Calarco: They cared deeply about their kids. They didn’t want their kids to suffer in school. But at the same time they appreciated what homework could teach their kids in the sense that they wanted their kids to be respectful. They wanted their kids to be responsible, in part because of the way that we perceive low income families, working class families in this society and the way that we sort of assume irresponsibility on the part of less privileged people. And so I think they were fighting hard against those stereotypes. Sometimes in very racialized ways, especially among the white lower income families would use respectability politics kind of language to say oh, well I might not have a lot of money but my kids are respectful and my kids are responsible and so they really saw that as something. And they saw homework as helping with that. They saw homework as a way for their kids to learn that kind of responsibility and so they didn’t feel entitled even when their kids were struggling with homework, to be able to push back in that way. At the same time, certainly when their kids, when they saw their kids not getting their homework done, I have parents who talk to me in interviews who tell me, look, I really want my kid to get their homework done. I feel bad that he’s having to stay in for recess all the time. But I just don’t have the time and my household is just crazy, they would say. There was one mom who ran a home daycare. So she had kids in her house from 7:30 to 6:30 and sometimes later than that and she would say that I keep telling Shaun that he’s gotta get his homework done but then by the time all the kids go home then we’re making dinner and then we’re eating dinner and then he has to go help grandpa and then he’s falling asleep so then it’s 8:30 or 9:00 and we gotta get the homework done but then it’s just time for bed.
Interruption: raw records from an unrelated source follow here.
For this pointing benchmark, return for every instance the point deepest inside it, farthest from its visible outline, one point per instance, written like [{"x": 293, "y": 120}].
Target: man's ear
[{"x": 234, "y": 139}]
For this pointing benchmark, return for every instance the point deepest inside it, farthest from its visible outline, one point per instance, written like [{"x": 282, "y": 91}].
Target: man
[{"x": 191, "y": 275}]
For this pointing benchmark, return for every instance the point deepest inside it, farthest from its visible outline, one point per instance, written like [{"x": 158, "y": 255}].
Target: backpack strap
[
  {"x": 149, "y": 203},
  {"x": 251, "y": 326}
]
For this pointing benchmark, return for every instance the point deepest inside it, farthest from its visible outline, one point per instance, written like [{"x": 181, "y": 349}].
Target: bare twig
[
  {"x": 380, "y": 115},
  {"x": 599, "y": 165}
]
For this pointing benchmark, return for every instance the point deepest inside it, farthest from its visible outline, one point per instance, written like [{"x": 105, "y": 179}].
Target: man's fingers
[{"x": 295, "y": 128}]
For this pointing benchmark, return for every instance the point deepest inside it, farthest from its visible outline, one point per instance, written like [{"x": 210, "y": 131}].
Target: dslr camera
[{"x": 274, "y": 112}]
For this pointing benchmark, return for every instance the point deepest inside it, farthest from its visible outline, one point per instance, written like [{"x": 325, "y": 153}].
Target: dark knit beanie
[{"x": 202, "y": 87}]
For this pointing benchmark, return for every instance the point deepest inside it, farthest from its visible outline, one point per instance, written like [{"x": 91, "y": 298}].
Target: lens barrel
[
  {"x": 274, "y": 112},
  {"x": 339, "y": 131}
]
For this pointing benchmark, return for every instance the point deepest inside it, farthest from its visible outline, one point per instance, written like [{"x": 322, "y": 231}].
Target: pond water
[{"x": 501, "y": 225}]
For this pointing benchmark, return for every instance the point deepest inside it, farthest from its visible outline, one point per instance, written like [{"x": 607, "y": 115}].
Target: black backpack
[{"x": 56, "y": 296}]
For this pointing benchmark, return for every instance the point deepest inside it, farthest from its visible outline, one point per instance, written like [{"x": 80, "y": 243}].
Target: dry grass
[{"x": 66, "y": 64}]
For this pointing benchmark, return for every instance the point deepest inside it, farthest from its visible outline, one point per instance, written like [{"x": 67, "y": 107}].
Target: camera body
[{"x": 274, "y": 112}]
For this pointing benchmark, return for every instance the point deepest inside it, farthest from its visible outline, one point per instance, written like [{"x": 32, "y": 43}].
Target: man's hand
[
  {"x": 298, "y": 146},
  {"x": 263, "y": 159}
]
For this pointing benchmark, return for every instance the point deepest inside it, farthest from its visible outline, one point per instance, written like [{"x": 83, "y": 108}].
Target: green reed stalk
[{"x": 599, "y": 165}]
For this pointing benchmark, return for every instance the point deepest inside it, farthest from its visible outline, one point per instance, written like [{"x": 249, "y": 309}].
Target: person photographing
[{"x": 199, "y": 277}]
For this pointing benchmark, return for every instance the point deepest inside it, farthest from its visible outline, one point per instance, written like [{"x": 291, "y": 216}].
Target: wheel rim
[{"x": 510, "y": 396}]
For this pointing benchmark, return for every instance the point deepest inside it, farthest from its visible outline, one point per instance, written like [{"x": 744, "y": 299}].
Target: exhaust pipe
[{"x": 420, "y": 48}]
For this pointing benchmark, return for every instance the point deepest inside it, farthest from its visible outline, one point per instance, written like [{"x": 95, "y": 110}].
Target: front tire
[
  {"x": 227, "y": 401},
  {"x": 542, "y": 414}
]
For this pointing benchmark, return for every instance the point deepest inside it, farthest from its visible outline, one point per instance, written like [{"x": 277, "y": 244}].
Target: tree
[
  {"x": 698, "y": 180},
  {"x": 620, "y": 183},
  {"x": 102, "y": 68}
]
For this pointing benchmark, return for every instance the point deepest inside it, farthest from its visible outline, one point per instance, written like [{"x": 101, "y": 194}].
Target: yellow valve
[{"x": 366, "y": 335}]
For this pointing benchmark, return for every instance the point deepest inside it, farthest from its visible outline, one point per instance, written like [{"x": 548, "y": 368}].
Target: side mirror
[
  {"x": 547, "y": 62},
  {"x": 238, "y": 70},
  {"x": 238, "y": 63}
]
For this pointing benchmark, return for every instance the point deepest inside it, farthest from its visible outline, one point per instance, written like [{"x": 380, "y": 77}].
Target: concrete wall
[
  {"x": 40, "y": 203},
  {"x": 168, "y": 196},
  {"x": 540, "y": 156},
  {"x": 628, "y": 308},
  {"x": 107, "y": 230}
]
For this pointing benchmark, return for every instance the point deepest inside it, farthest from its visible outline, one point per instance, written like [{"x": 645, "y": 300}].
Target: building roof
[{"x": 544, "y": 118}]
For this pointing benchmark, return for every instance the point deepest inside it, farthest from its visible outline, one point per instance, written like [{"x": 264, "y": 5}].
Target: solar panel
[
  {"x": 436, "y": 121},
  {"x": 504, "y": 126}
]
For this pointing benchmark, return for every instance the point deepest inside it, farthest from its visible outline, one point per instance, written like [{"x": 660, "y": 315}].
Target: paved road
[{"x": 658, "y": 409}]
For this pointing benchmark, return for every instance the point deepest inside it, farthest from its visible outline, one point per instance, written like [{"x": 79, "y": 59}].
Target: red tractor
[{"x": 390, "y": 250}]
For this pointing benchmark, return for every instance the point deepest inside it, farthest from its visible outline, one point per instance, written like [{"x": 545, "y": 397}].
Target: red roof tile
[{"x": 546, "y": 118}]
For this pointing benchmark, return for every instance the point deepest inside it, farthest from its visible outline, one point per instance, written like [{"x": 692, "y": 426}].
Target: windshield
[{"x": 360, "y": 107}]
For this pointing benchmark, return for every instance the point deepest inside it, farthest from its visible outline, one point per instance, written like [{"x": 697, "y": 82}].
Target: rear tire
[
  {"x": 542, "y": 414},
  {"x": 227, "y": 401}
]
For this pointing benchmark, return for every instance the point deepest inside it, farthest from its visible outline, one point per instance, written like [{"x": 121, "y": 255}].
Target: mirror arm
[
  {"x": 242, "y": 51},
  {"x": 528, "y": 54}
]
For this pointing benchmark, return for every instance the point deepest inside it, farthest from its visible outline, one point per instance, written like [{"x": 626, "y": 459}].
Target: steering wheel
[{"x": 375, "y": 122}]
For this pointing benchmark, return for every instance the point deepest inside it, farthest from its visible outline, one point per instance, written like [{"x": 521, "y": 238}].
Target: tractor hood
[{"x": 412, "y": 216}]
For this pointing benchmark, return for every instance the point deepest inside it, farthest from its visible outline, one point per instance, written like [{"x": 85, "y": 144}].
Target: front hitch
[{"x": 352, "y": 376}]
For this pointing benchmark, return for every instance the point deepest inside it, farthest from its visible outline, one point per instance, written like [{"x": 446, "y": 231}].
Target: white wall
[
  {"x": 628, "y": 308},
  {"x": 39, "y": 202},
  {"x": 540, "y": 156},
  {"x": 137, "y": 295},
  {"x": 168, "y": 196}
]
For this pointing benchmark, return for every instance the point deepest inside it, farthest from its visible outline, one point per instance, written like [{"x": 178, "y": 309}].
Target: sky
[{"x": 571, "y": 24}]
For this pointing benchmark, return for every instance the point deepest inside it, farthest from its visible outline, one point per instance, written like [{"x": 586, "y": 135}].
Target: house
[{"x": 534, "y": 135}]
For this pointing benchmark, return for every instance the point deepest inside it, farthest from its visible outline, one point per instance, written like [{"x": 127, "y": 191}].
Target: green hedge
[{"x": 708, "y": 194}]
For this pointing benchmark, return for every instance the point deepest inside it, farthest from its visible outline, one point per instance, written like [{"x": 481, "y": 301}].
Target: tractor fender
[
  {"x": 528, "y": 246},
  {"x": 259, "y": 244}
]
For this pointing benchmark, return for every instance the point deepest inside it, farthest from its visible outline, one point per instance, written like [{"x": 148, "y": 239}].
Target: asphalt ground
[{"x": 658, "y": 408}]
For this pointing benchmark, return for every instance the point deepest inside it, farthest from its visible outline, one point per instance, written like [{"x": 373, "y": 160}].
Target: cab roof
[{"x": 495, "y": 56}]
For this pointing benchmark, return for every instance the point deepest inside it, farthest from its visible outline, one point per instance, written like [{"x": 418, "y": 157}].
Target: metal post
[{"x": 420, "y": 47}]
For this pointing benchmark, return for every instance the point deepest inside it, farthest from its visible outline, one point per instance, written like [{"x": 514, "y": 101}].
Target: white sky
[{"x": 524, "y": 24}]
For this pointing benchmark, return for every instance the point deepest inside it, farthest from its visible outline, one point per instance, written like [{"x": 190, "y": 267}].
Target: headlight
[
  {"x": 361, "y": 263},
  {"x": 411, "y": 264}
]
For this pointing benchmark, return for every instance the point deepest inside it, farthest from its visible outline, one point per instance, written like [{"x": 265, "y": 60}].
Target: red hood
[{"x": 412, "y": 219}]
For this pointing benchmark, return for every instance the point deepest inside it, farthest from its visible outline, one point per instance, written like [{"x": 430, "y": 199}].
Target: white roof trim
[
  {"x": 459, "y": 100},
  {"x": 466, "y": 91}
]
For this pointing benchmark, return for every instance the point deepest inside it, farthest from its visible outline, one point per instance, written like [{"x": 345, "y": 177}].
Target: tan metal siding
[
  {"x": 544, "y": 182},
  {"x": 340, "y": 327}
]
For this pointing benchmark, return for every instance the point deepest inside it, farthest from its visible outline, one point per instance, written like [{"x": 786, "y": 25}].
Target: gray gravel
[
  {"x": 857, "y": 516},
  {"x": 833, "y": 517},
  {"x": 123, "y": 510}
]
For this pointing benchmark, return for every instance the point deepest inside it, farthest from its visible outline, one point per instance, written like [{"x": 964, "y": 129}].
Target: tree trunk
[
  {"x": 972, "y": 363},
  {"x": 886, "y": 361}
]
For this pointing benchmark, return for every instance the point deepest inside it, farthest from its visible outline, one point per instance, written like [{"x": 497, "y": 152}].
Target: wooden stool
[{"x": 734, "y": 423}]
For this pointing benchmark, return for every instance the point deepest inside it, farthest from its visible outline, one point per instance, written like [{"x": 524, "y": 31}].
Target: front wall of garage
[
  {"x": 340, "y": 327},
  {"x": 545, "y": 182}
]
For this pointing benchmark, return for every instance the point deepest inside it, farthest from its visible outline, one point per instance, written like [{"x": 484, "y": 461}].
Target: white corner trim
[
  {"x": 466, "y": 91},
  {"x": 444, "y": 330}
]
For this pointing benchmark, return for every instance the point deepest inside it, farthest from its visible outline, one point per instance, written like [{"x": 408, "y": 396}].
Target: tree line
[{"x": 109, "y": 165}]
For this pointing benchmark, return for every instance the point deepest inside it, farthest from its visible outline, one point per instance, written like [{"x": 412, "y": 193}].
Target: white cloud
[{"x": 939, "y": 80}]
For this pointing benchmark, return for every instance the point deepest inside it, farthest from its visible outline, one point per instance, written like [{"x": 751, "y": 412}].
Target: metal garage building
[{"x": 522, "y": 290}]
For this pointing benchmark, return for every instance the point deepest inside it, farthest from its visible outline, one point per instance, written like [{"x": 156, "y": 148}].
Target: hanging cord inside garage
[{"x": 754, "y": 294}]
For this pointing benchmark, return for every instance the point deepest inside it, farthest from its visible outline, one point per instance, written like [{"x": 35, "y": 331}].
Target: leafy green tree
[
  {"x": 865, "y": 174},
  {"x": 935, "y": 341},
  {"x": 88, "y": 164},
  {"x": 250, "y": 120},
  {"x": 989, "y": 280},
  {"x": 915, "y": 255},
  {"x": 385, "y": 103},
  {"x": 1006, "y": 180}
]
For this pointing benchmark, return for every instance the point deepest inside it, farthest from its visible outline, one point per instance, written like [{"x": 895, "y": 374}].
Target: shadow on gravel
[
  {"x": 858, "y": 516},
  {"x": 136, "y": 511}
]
Chancellor: Calarco says that besides just not having the time or the flexibility in their schedules to intervene in the ways that some more affluent parents could, sometimes parents weren’t as confident in their own academic abilities.

Calarco: There were a lot of working class parents who talked to me about how, especially by 5th grade, they would say, I don’t know how to do this math. I don’t know how to do it the right way so I just have to let him go to school without the homework done and hope that the teacher will help him. But then they end up suffering consequences because of that. And so they don’t have the sense of entitlement to help because they worry about how they’ll be perceived. And they also have limited resources to be able to help their kids with homework at home. And they also didn’t have the same kind of resources to threaten conflict with the school in the sense that oftentimes they were the ones who were the beneficiaries of the volunteering or the volunteer funds—the school did a lot of outreach to lower income families. And so they didn’t feel like they were in a position to ask for much from the school in that sense because they in many cases getting a lot of benefits already. And they also didn’t have a lot of the social connections that a lot of privileged parents had in terms of connections to lawyers, connections to other families in the community that they could band together with to try to push back against things. And so because of that the school really wasn’t as afraid of them in the same way. And they would get frustrated. Especially parents who were—there was one mom whose son had an IEP for ADHD and the teacher was supposed to check his backpack every day and make sure that his homework was in there. The homework sometimes just wouldn’t come home and so she confronted the teacher about it and sort of said, well, what’s going on? And he’s like, well, Zach showed me the backpack and I assumed that it was in there but there’s other kids who need more help than Zach does. And so the mother was super frustrated but just didn’t feel like she had any leverage to be able to compel the school, even though technically that would be a violation of the IEP, she didn’t feel like she had the leverage to push back in that situation and say ‘no, this is a legal issue and you have to do this, you have to make sure it’s there.’ The more doors you got closed in her face, the more frustrated she got.

Chancellor: So, with all of these examples, I asked Calarco what this qualitative research—these interviews and observations at one school can teach us about larger processes happening in other places.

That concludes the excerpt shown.